In diesem Jahr heißen die Favoriten Florian Schweter oder Sebastian Flaskamp, die Sieger der beiden letzten Austragungen. Dazu kommt ein Team von Sparta Prag und die Jungs vom SC Wiedenbrück mit den Gebrüdern Klemme.
Stark vertreten sind die Hombrucher auch in den restlichen Klassen. Besonders bei den U 19-Junioren, wo ein Quartett unter Führung von Andre Laudanski und Florian Fischer antritt. Gefahren wird auf dem bewährten 850 m-Rundkurs mit Start/Ziel auf der Harkortstraße.

37. Internationale Meisterschaft: Schrittmacher auf Zugpferden
Christoph Schübbe ist stolz. Das sieht man ihm an, wie er da auf seinem Stuhl sitzt und seine Rennergebnisse der letzten Monate aufzählt – und er darf es auch sein. Denn seine Erfolge sind beachtlich.Der 19-Jährige vom ausrichtenden Rad- und Motor-Club „Sturm“ Hombruch stieg in Rekordzeit von der C- in die A-Klasse der Amateur-Radsportler auf und startet am Sonntag bei der 37. Internationalen Meisterschaft von Dortmund erstmals im Hauptrennen (13.50 Uhr) der Hombrucher Traditionsveranstaltung.
"Höhepunkt meiner Karriere"
„Das wird der Höhepunkt meiner Karriere", sagt Schübbe, „ich hoffe, dass ich es unter die ersten acht Fahrer schaffe und anschließend noch im Derny-Rennen starten darf." Das Derny-Rennen (16.45 Uhr), bei dem die Radrennfahrer hinter einem Schrittmacher auf einem Leichtmotorrad herfahren, ist auch in diesem Jahr der temporeiche Höhepunkt der Veranstaltung.
Mit Spitzengeschwindigkeiten von 60 Kilometern pro Stunde werden die Fahrer dann über den 850 Meter langen Rundkurs jagen.
„Da gibt es in jeder Sekunde reichlich Action", meint Manfred Schmadtke, der „Sturm“-Ehrenvorsitzende.
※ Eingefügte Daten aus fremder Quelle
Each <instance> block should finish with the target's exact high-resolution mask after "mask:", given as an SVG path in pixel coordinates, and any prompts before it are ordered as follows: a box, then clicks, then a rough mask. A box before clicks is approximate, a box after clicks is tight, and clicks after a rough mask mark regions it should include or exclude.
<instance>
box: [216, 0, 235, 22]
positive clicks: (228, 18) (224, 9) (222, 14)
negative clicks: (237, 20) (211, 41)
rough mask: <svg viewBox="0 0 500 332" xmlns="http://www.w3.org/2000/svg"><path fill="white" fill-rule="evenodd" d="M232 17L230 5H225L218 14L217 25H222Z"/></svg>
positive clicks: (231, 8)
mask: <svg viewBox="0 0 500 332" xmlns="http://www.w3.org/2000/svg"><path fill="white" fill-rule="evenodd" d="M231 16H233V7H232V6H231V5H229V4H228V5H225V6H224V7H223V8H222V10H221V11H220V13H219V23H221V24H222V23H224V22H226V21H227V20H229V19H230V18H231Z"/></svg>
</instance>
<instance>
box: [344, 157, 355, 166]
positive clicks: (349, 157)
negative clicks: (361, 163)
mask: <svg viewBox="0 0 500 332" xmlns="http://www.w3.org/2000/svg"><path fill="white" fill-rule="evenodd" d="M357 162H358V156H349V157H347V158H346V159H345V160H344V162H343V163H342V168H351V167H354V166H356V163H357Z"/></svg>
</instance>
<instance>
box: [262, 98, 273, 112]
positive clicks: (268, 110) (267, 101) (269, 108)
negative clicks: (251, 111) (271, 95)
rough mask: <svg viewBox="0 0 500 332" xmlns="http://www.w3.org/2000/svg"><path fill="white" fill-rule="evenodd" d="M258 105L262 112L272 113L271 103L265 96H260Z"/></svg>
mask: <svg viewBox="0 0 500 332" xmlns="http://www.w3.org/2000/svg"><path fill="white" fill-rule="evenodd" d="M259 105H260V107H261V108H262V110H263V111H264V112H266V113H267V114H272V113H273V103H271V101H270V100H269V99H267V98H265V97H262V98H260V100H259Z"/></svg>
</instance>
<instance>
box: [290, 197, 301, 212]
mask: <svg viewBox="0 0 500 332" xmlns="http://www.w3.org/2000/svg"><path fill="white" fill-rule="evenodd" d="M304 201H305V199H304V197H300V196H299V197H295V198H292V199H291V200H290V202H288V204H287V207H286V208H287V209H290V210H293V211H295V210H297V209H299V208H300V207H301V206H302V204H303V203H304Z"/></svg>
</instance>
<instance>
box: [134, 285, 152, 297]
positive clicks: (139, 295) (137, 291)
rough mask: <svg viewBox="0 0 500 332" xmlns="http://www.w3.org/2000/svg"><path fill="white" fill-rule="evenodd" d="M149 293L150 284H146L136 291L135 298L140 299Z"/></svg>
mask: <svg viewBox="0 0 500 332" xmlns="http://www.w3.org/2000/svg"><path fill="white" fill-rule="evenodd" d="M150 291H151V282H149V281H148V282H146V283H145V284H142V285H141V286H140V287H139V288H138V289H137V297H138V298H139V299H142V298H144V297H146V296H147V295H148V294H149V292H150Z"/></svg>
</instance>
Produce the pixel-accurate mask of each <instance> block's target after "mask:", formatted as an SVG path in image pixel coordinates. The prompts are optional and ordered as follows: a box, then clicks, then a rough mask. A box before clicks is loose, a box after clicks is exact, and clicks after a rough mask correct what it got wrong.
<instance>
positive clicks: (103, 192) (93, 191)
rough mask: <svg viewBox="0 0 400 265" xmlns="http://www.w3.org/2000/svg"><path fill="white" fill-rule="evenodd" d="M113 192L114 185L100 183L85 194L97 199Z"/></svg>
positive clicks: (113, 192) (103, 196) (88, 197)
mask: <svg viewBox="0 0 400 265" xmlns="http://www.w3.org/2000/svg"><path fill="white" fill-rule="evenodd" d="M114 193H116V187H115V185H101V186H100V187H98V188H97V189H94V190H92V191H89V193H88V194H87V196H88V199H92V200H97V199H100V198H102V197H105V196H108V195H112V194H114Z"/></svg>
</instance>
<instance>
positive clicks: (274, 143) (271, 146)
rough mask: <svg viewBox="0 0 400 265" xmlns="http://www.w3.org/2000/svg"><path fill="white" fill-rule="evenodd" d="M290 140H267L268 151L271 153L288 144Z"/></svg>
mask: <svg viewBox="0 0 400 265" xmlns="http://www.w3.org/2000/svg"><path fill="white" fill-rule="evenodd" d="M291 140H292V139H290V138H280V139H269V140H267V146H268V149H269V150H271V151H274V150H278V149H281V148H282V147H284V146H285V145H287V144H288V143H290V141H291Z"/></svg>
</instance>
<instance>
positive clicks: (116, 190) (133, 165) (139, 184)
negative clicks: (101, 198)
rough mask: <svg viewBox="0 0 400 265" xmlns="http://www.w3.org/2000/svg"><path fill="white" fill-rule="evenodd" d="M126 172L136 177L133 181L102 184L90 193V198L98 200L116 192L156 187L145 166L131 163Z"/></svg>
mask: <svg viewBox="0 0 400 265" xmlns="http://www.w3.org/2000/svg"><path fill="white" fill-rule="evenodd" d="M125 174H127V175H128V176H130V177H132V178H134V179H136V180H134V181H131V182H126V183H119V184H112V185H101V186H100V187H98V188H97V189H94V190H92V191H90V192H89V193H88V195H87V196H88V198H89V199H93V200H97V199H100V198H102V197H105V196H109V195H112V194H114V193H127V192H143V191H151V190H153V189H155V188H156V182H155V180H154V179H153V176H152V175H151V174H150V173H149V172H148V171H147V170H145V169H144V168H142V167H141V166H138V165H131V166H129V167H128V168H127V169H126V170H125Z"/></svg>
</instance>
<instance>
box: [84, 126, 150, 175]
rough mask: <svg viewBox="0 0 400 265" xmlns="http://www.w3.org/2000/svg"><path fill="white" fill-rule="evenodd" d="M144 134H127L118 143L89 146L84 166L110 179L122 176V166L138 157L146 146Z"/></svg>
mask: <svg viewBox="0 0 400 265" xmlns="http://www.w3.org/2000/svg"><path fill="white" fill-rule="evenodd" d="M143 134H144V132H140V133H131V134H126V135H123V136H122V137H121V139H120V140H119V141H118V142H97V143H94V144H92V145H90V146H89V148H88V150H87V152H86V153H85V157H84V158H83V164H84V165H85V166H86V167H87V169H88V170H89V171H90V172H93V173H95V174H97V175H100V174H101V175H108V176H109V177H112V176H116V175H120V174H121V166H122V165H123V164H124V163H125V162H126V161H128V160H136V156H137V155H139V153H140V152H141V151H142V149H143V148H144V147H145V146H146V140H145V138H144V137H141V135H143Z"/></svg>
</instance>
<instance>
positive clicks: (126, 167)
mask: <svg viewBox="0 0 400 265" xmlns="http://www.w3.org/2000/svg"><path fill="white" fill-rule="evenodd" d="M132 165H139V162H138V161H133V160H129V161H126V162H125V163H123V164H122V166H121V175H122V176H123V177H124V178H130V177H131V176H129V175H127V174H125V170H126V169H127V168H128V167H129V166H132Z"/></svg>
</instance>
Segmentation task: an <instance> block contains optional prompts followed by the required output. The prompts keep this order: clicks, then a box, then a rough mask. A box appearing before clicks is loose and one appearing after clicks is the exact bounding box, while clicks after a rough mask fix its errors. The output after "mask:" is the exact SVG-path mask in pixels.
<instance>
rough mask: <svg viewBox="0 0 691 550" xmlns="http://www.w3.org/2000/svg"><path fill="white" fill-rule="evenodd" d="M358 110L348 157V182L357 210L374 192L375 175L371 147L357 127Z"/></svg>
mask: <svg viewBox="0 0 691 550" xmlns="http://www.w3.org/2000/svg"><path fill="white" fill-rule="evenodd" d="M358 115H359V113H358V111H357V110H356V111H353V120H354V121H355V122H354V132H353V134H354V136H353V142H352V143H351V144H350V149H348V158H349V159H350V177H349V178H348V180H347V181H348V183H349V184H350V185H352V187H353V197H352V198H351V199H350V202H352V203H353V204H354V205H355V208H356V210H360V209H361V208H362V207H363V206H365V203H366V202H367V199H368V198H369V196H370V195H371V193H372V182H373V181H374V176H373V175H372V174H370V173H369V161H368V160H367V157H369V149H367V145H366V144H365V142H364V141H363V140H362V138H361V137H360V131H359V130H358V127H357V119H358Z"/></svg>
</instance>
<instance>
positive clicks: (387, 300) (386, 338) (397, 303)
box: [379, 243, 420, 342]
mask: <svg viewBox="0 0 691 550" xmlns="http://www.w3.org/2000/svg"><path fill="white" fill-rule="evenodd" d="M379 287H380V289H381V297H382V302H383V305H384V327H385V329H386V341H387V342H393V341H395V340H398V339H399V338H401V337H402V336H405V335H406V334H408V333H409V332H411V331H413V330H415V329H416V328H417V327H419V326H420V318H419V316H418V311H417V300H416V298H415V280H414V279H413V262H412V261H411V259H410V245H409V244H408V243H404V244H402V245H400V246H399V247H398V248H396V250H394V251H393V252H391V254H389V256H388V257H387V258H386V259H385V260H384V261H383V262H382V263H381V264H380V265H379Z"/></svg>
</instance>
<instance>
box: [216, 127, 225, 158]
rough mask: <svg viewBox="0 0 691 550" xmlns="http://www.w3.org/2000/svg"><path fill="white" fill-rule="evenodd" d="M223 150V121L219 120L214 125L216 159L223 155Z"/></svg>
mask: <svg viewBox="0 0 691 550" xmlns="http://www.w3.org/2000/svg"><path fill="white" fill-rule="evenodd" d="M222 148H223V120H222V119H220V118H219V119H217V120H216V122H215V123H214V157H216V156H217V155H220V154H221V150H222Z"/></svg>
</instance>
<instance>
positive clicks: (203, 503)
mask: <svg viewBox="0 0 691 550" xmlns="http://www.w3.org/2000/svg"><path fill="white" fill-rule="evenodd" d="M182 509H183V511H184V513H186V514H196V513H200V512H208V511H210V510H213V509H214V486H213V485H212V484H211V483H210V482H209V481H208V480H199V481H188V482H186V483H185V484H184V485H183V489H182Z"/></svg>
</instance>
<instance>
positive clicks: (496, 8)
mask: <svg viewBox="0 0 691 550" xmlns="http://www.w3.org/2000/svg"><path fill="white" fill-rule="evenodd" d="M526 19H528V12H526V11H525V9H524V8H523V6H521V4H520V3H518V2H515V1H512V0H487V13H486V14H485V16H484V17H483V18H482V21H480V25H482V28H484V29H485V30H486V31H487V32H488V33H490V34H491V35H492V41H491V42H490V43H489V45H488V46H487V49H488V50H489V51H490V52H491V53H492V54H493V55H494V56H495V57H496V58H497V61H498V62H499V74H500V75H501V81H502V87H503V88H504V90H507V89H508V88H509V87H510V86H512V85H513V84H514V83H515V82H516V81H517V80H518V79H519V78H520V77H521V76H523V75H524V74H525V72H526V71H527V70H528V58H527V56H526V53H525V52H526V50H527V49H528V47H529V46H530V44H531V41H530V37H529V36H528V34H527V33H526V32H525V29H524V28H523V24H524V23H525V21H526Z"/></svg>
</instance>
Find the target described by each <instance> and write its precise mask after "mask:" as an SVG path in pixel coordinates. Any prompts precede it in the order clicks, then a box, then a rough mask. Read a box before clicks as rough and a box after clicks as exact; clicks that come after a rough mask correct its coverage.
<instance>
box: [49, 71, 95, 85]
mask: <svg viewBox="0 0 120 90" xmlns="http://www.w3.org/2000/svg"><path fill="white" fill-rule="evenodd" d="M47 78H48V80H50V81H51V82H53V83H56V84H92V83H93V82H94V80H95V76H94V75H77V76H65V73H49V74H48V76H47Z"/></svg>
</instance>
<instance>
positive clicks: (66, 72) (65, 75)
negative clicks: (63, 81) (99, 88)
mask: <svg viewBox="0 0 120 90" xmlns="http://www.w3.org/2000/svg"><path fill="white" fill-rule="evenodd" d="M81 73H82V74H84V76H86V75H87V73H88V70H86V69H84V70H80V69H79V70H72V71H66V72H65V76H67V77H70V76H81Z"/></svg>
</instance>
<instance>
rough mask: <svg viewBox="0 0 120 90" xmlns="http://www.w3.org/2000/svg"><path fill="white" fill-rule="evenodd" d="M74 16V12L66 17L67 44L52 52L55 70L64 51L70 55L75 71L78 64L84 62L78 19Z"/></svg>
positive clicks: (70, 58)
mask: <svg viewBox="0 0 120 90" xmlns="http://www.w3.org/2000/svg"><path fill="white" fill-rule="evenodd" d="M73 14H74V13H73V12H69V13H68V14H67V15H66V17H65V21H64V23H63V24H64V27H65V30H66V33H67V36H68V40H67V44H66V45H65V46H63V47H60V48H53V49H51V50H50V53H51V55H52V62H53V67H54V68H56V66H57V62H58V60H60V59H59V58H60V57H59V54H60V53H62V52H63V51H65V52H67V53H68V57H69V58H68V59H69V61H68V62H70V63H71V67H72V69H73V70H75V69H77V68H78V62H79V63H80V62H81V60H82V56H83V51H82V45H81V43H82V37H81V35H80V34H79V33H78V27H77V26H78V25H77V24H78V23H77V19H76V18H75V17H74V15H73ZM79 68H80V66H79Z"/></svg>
Und auch der aktuelle „Sturm"-Vorsitzende und Renn-Gesamtleiter Andreas Schulz setzt voll auf die Publikumszugkraft des beliebten Derny-Rennens: „Wenn es knattert, dann kommen die Leute."
Hoffen auf gutes Wetter
Die Nähe zum Hombrucher Stadtteilfest, das ebenfalls am Sonntag stattfindet, soll ihr übrigens dazu tun. Genau wie das Wetter, das der Tempojagd nicht im Wege stehen soll. „Denn", so Schulz, „sonst wird es gefährlich."